2) If they are due to employer contributions, the excess amount, adjusted for earnings, may be distributed to the plan sponsor. The amount distributed is not includible in the gross income of the affected participant and the plan sponsor is not entitled to a deduction for the excess amount. The distribution is reported on Form 1099-R issued to the participant indicating the taxable amount as zero.
If an excess amount is retained in the IRA-based plan:
1) A special fee, in addition to the VCP submission fee, will apply.
2) Generally, only excess amounts that did not result in a violation of a statutory limitation can be retained.
3) No deduction is allowed for an excess amount retained in the plan.
4) If the retained excess amount is due to contributions in excess of the legal maximum, the excess amount, adjusted for earnings, must reduce each affected participant’s limit for the year following the year of correction (or for the year of correction if the plan sponsor so chooses) and subsequent years, until the excess is eliminated.
5) If the total excess amount is $100 or less, it is not required to be distributed and the special fee will not apply.

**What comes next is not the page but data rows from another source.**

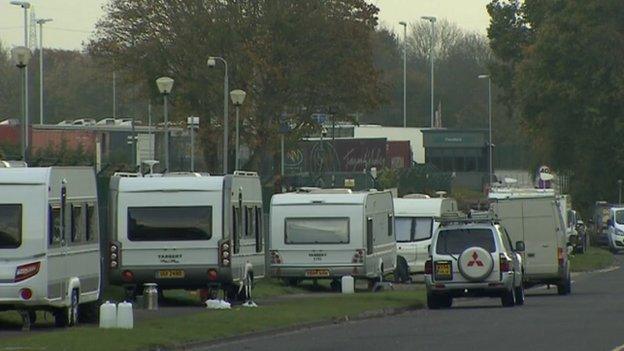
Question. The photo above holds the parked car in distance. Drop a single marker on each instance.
(417, 217)
(473, 258)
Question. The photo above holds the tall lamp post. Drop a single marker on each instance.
(20, 56)
(487, 76)
(404, 24)
(431, 56)
(238, 97)
(25, 5)
(212, 62)
(41, 22)
(192, 123)
(165, 84)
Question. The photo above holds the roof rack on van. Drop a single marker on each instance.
(474, 217)
(246, 173)
(331, 191)
(127, 174)
(416, 196)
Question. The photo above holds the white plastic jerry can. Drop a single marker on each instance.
(108, 315)
(124, 315)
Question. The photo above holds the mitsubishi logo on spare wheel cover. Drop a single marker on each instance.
(475, 263)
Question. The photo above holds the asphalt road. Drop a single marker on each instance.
(592, 318)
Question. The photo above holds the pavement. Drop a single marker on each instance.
(591, 318)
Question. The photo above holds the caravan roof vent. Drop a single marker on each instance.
(246, 173)
(331, 191)
(417, 196)
(127, 175)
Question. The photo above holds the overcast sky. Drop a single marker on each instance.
(74, 19)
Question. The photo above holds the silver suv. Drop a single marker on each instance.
(471, 257)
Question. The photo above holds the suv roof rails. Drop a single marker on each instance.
(246, 173)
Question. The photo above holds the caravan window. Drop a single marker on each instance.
(76, 223)
(317, 230)
(413, 228)
(55, 234)
(170, 223)
(10, 226)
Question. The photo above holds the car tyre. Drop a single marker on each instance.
(519, 293)
(508, 299)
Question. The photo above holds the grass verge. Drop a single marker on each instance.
(209, 325)
(595, 258)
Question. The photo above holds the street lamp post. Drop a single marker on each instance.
(431, 56)
(192, 123)
(20, 56)
(212, 61)
(165, 84)
(41, 22)
(25, 5)
(404, 24)
(238, 97)
(487, 76)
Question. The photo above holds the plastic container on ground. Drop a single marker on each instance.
(125, 318)
(348, 285)
(108, 315)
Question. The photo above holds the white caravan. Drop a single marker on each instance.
(330, 233)
(185, 230)
(417, 217)
(49, 243)
(534, 216)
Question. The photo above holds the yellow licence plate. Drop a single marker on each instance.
(443, 270)
(317, 273)
(170, 274)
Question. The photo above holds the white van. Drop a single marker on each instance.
(416, 219)
(615, 229)
(49, 243)
(185, 230)
(330, 233)
(534, 216)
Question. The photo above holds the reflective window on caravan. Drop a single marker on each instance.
(10, 226)
(55, 234)
(169, 223)
(317, 230)
(77, 223)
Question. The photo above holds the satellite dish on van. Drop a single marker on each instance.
(510, 180)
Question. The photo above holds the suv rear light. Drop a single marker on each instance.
(429, 267)
(358, 257)
(114, 249)
(505, 265)
(224, 253)
(560, 256)
(275, 257)
(26, 271)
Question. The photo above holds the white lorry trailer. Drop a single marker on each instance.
(330, 233)
(185, 231)
(49, 243)
(534, 216)
(417, 217)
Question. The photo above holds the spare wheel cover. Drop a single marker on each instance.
(475, 263)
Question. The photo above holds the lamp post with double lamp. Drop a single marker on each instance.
(25, 5)
(165, 84)
(238, 97)
(487, 76)
(212, 62)
(41, 22)
(20, 56)
(404, 24)
(192, 123)
(431, 56)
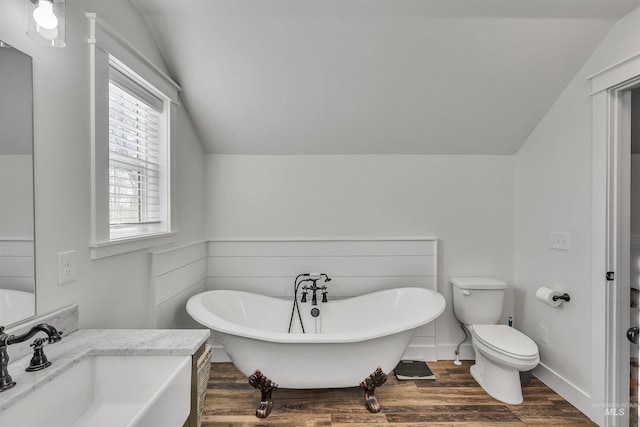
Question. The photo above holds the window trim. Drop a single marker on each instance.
(106, 45)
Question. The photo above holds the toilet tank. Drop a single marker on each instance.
(478, 300)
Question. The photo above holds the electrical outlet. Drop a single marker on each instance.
(66, 267)
(544, 334)
(558, 240)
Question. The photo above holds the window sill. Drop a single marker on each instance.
(122, 246)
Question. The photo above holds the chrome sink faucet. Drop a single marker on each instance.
(6, 382)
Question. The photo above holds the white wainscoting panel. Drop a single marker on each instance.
(177, 274)
(356, 267)
(17, 265)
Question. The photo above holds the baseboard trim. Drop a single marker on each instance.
(448, 352)
(565, 388)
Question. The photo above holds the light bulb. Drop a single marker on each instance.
(44, 16)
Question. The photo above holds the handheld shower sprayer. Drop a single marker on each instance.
(307, 277)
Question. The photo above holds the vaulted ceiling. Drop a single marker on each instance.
(374, 76)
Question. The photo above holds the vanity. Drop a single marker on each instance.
(107, 377)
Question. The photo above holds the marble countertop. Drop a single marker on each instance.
(95, 342)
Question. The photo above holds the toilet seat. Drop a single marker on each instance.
(506, 341)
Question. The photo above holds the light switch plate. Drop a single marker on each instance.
(66, 267)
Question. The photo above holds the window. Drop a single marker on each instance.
(133, 112)
(138, 140)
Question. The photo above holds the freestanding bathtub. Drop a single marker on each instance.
(340, 347)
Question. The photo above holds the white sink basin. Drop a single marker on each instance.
(109, 391)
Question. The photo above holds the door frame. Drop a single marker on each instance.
(611, 112)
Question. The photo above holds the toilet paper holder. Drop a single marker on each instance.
(564, 297)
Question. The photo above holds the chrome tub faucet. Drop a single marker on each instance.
(39, 360)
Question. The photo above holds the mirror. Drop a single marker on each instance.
(17, 235)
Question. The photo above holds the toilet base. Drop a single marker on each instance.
(500, 382)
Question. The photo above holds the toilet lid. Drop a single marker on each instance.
(506, 339)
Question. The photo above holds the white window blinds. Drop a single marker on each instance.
(135, 153)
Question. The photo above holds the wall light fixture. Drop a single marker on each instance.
(46, 22)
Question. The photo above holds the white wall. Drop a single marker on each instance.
(111, 292)
(553, 193)
(464, 201)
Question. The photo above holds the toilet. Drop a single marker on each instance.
(502, 352)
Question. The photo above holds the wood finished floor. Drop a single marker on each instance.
(453, 399)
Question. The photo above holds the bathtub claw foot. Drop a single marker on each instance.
(266, 387)
(369, 386)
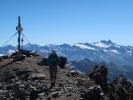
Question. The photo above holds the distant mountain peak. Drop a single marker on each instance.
(107, 42)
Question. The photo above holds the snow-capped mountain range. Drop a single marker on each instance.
(118, 58)
(103, 51)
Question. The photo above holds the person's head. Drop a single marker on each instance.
(53, 51)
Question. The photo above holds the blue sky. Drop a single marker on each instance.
(68, 21)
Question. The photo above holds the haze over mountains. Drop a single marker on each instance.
(119, 58)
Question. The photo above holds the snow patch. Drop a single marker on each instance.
(115, 51)
(84, 46)
(102, 45)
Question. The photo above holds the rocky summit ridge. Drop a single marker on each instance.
(27, 80)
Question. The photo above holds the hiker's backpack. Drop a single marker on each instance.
(53, 59)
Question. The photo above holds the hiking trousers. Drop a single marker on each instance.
(53, 72)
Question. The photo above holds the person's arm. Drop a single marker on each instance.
(48, 60)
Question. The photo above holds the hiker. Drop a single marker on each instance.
(53, 61)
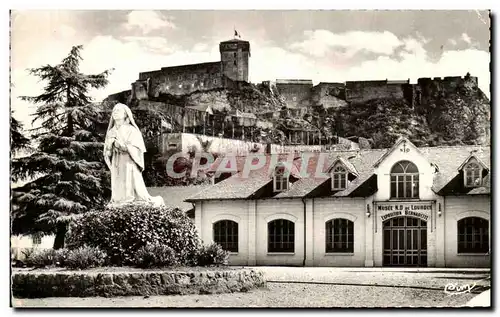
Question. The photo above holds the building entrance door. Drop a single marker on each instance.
(405, 242)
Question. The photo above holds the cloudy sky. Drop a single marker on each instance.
(332, 46)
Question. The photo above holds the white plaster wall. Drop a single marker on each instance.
(426, 173)
(457, 208)
(208, 212)
(271, 209)
(325, 209)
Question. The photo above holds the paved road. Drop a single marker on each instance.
(314, 287)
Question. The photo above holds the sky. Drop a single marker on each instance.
(323, 45)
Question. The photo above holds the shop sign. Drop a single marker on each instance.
(399, 209)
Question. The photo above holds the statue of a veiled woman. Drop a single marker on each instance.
(124, 154)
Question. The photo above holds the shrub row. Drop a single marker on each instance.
(123, 232)
(132, 235)
(153, 255)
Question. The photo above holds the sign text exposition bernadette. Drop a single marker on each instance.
(405, 210)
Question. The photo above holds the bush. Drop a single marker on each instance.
(45, 257)
(122, 231)
(212, 254)
(155, 255)
(84, 257)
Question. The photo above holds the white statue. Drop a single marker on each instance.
(124, 154)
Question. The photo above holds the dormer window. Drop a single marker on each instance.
(472, 175)
(339, 178)
(280, 179)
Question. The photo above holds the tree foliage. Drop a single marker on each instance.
(18, 139)
(67, 169)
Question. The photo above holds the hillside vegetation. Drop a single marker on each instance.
(457, 118)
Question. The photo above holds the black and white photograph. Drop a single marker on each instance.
(250, 158)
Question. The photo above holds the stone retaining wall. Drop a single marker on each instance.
(109, 284)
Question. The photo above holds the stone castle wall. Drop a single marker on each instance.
(295, 93)
(180, 80)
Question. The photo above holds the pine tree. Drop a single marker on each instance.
(18, 141)
(67, 172)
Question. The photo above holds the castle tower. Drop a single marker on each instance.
(234, 56)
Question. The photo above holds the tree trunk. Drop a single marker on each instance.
(61, 230)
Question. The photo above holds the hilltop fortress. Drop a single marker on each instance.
(233, 68)
(216, 100)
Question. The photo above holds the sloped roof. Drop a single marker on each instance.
(175, 196)
(446, 158)
(449, 158)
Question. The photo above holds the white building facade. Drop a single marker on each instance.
(403, 206)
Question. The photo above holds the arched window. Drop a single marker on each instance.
(339, 178)
(473, 236)
(472, 175)
(404, 180)
(280, 178)
(339, 235)
(280, 236)
(226, 234)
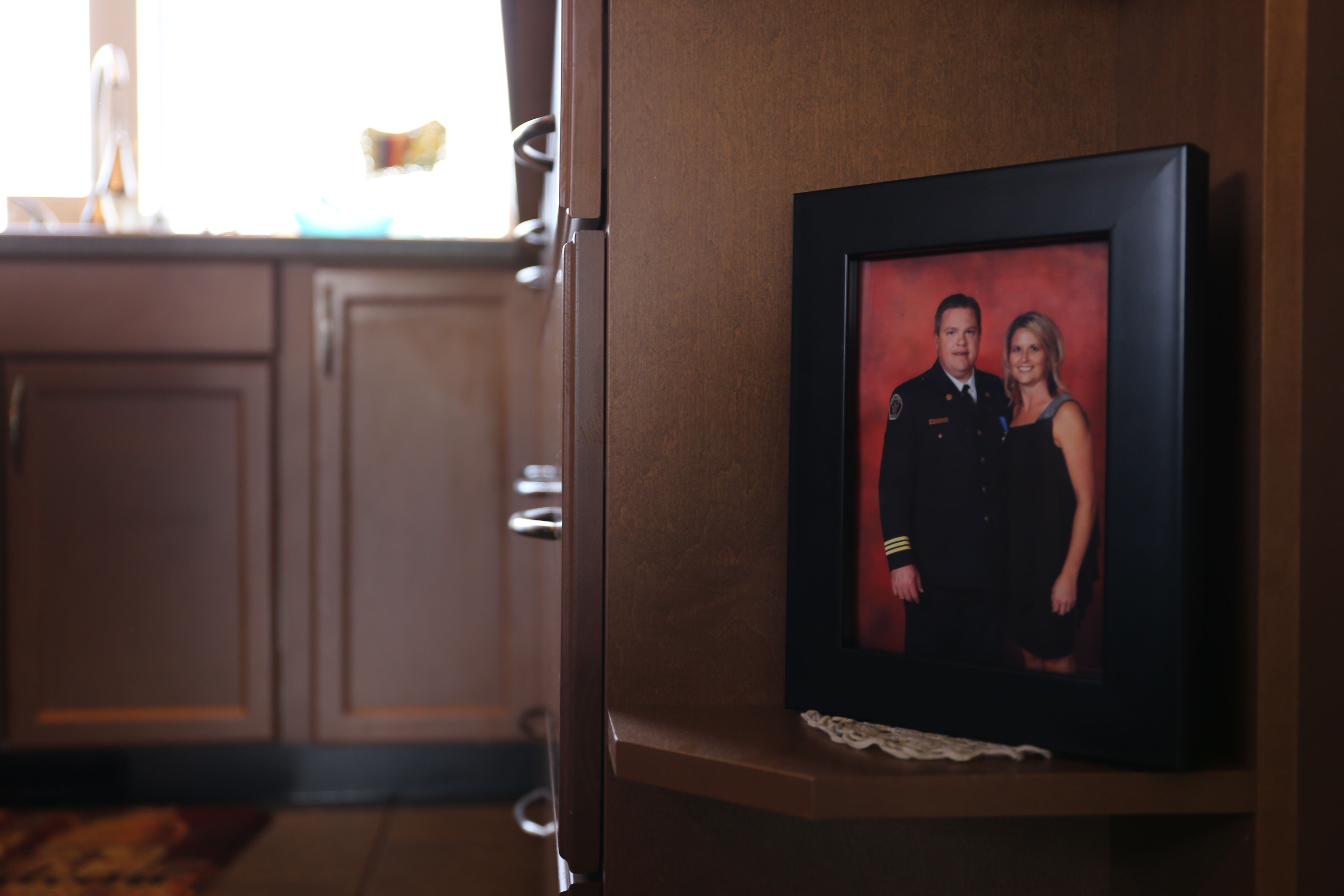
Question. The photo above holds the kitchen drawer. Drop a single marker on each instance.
(96, 307)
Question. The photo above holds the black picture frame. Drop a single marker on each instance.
(1151, 206)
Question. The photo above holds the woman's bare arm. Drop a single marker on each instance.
(1074, 438)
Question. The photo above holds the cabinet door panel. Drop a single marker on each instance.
(139, 553)
(417, 637)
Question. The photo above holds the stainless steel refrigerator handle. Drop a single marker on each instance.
(532, 131)
(527, 824)
(538, 523)
(540, 479)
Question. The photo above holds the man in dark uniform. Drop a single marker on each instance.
(941, 507)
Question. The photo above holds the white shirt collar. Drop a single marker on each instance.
(959, 385)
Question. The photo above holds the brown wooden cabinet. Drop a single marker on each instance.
(422, 630)
(139, 551)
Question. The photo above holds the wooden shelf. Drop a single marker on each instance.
(768, 758)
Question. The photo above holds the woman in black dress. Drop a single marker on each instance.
(1050, 499)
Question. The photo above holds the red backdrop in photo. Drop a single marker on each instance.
(897, 303)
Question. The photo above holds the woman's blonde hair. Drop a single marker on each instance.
(1050, 339)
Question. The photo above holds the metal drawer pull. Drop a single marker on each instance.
(532, 131)
(540, 479)
(538, 523)
(527, 824)
(15, 417)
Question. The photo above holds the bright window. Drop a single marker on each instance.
(45, 98)
(252, 111)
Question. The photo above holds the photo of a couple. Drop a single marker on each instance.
(988, 484)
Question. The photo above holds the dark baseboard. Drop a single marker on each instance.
(271, 774)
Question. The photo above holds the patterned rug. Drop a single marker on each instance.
(148, 851)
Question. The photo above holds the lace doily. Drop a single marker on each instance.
(905, 743)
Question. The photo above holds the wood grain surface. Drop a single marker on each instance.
(160, 307)
(671, 844)
(580, 781)
(768, 758)
(419, 636)
(295, 504)
(139, 542)
(1322, 707)
(741, 107)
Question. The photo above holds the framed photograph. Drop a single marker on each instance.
(995, 522)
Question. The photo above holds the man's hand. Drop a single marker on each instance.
(1065, 594)
(905, 584)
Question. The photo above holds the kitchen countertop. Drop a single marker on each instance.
(492, 253)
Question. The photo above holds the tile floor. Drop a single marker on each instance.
(408, 851)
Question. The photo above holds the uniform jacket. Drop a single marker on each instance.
(940, 490)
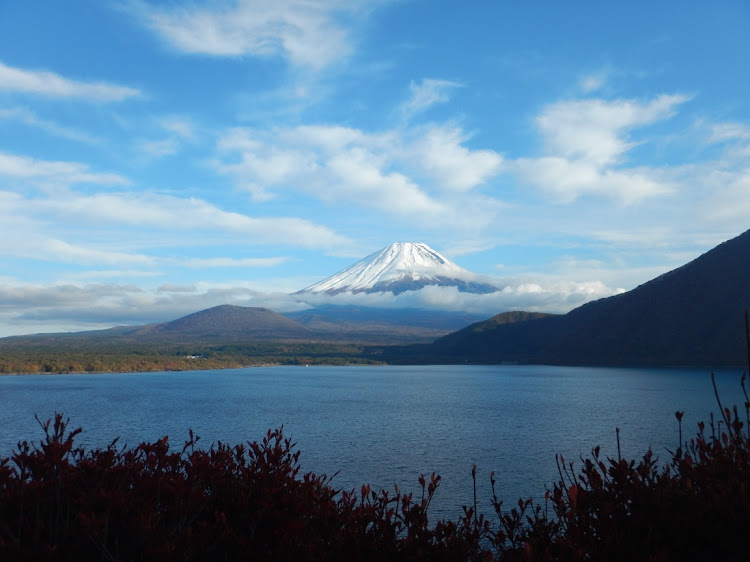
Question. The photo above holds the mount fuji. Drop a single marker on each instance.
(401, 267)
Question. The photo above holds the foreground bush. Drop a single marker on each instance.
(60, 502)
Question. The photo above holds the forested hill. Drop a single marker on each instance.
(693, 315)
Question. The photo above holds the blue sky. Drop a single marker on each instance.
(158, 158)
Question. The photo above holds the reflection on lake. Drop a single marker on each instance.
(386, 425)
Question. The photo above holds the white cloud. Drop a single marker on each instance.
(159, 148)
(586, 143)
(441, 154)
(721, 132)
(592, 82)
(53, 85)
(309, 34)
(401, 173)
(427, 93)
(165, 213)
(596, 130)
(233, 262)
(61, 173)
(28, 117)
(556, 296)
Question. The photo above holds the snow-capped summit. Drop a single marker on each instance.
(400, 267)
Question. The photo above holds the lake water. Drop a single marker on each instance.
(386, 425)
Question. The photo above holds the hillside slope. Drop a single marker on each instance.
(692, 315)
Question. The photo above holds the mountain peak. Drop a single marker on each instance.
(402, 266)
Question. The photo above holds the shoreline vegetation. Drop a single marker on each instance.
(59, 358)
(59, 501)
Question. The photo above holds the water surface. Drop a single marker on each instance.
(386, 425)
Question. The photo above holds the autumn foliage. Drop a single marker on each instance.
(250, 502)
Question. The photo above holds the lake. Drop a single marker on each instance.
(386, 425)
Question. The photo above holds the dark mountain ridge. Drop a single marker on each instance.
(692, 315)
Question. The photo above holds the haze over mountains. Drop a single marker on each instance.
(692, 315)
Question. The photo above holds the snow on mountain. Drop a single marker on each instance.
(400, 267)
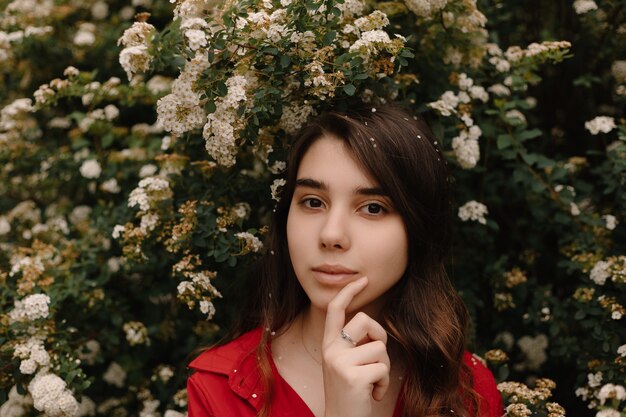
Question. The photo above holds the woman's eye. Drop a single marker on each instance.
(374, 208)
(312, 203)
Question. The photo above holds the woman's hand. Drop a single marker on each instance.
(356, 371)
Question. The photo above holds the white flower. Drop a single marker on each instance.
(33, 307)
(135, 59)
(84, 38)
(584, 6)
(111, 112)
(276, 187)
(114, 264)
(5, 226)
(159, 84)
(165, 373)
(16, 405)
(28, 367)
(110, 186)
(136, 35)
(207, 307)
(610, 391)
(582, 392)
(100, 10)
(465, 82)
(196, 39)
(115, 375)
(515, 114)
(594, 380)
(479, 93)
(474, 211)
(602, 124)
(148, 170)
(466, 149)
(611, 221)
(118, 230)
(600, 272)
(500, 90)
(608, 412)
(90, 169)
(166, 142)
(51, 396)
(148, 222)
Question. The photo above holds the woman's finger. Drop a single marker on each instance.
(336, 310)
(376, 374)
(363, 329)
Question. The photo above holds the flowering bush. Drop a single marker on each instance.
(142, 145)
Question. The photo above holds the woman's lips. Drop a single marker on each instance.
(334, 275)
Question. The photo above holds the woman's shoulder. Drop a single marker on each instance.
(222, 358)
(484, 384)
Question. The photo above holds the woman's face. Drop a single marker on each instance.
(341, 227)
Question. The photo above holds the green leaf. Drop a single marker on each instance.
(529, 134)
(329, 38)
(529, 158)
(504, 141)
(107, 140)
(349, 89)
(221, 88)
(220, 43)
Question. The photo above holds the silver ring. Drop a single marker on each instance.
(346, 336)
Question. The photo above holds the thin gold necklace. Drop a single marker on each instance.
(304, 344)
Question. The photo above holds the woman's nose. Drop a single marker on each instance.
(334, 231)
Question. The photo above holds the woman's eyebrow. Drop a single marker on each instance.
(320, 185)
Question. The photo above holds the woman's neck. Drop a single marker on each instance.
(313, 321)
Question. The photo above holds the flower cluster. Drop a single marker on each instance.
(600, 124)
(474, 211)
(136, 333)
(51, 396)
(31, 308)
(32, 354)
(134, 58)
(319, 61)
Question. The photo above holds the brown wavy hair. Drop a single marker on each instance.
(424, 315)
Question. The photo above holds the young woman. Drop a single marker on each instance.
(355, 315)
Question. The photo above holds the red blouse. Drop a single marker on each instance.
(227, 383)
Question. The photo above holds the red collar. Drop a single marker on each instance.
(237, 360)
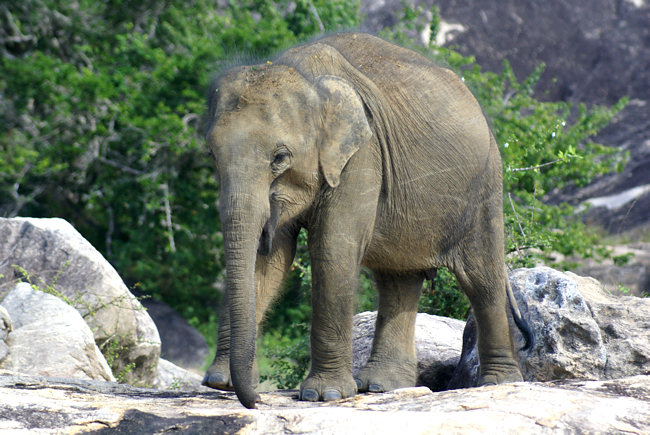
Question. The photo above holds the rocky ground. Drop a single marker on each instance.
(42, 405)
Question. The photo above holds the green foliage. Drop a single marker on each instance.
(99, 115)
(100, 107)
(442, 296)
(42, 286)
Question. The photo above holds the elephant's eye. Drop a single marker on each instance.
(281, 160)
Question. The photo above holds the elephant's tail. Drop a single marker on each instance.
(519, 320)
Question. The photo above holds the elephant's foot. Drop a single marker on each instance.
(327, 387)
(379, 376)
(499, 373)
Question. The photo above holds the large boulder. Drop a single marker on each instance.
(50, 253)
(172, 377)
(581, 331)
(438, 343)
(42, 405)
(50, 338)
(182, 344)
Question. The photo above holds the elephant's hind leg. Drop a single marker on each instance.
(482, 276)
(393, 362)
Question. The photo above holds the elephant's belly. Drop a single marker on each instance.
(407, 248)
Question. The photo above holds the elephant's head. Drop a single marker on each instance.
(277, 138)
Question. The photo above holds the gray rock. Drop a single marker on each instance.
(172, 377)
(50, 338)
(581, 331)
(6, 327)
(45, 405)
(181, 344)
(438, 343)
(55, 255)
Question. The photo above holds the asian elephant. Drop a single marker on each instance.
(387, 160)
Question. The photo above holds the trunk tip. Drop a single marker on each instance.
(249, 399)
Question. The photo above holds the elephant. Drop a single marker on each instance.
(388, 162)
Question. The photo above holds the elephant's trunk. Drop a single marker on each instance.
(242, 223)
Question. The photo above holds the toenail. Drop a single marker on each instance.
(330, 395)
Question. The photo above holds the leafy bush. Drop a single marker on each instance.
(100, 107)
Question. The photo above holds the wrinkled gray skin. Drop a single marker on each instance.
(388, 162)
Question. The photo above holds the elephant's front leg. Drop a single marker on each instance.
(270, 272)
(333, 288)
(393, 362)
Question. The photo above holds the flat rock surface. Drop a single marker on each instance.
(50, 405)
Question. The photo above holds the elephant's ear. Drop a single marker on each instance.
(345, 127)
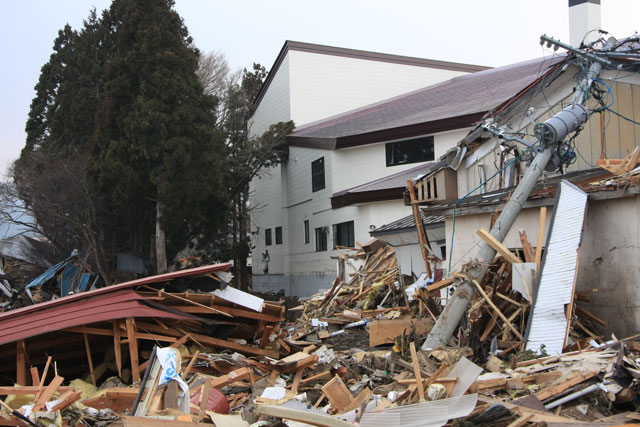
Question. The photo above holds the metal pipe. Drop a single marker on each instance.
(572, 396)
(456, 308)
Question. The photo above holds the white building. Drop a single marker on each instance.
(302, 210)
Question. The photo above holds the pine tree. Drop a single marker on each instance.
(155, 150)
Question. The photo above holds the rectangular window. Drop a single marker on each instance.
(410, 151)
(321, 239)
(343, 235)
(317, 174)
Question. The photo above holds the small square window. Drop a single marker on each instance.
(410, 151)
(278, 235)
(317, 174)
(343, 235)
(321, 239)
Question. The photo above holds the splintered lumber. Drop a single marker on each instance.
(313, 418)
(499, 247)
(585, 313)
(133, 349)
(338, 394)
(527, 249)
(416, 369)
(418, 220)
(546, 393)
(48, 393)
(68, 398)
(497, 310)
(21, 363)
(543, 217)
(230, 378)
(386, 331)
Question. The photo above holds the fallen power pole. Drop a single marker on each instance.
(549, 135)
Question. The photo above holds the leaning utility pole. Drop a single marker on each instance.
(549, 134)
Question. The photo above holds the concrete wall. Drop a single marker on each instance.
(609, 261)
(608, 256)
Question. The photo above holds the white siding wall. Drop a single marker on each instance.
(325, 85)
(275, 104)
(359, 165)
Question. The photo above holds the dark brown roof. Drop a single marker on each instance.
(453, 104)
(358, 54)
(390, 187)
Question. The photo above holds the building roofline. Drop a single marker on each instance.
(357, 54)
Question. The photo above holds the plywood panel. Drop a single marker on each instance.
(624, 105)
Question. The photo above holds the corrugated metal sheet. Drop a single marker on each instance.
(99, 308)
(548, 323)
(198, 271)
(428, 414)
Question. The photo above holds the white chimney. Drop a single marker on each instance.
(584, 18)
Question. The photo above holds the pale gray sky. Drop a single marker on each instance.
(489, 32)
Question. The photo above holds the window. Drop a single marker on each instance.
(321, 239)
(343, 235)
(410, 151)
(317, 174)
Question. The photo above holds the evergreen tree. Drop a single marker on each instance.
(156, 151)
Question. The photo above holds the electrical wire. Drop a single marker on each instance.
(453, 226)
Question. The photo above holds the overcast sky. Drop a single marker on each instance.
(489, 32)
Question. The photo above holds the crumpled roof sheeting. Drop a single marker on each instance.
(548, 321)
(468, 94)
(16, 325)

Making Sure It Doesn’t Happen Again
Employers need to have a system in place to ensure that their IRA-based plans are updated timely for new law. Employers should work with plan administrators to ensure that the administrators have sufficient payroll information to verify that the proper deferrals and contributions are made to each participant. However, keep in mind that, despite all of your good efforts, mistakes can happen. In that case, the IRS can help you correct the problem and retain the benefits of your qualified IRA-based plans.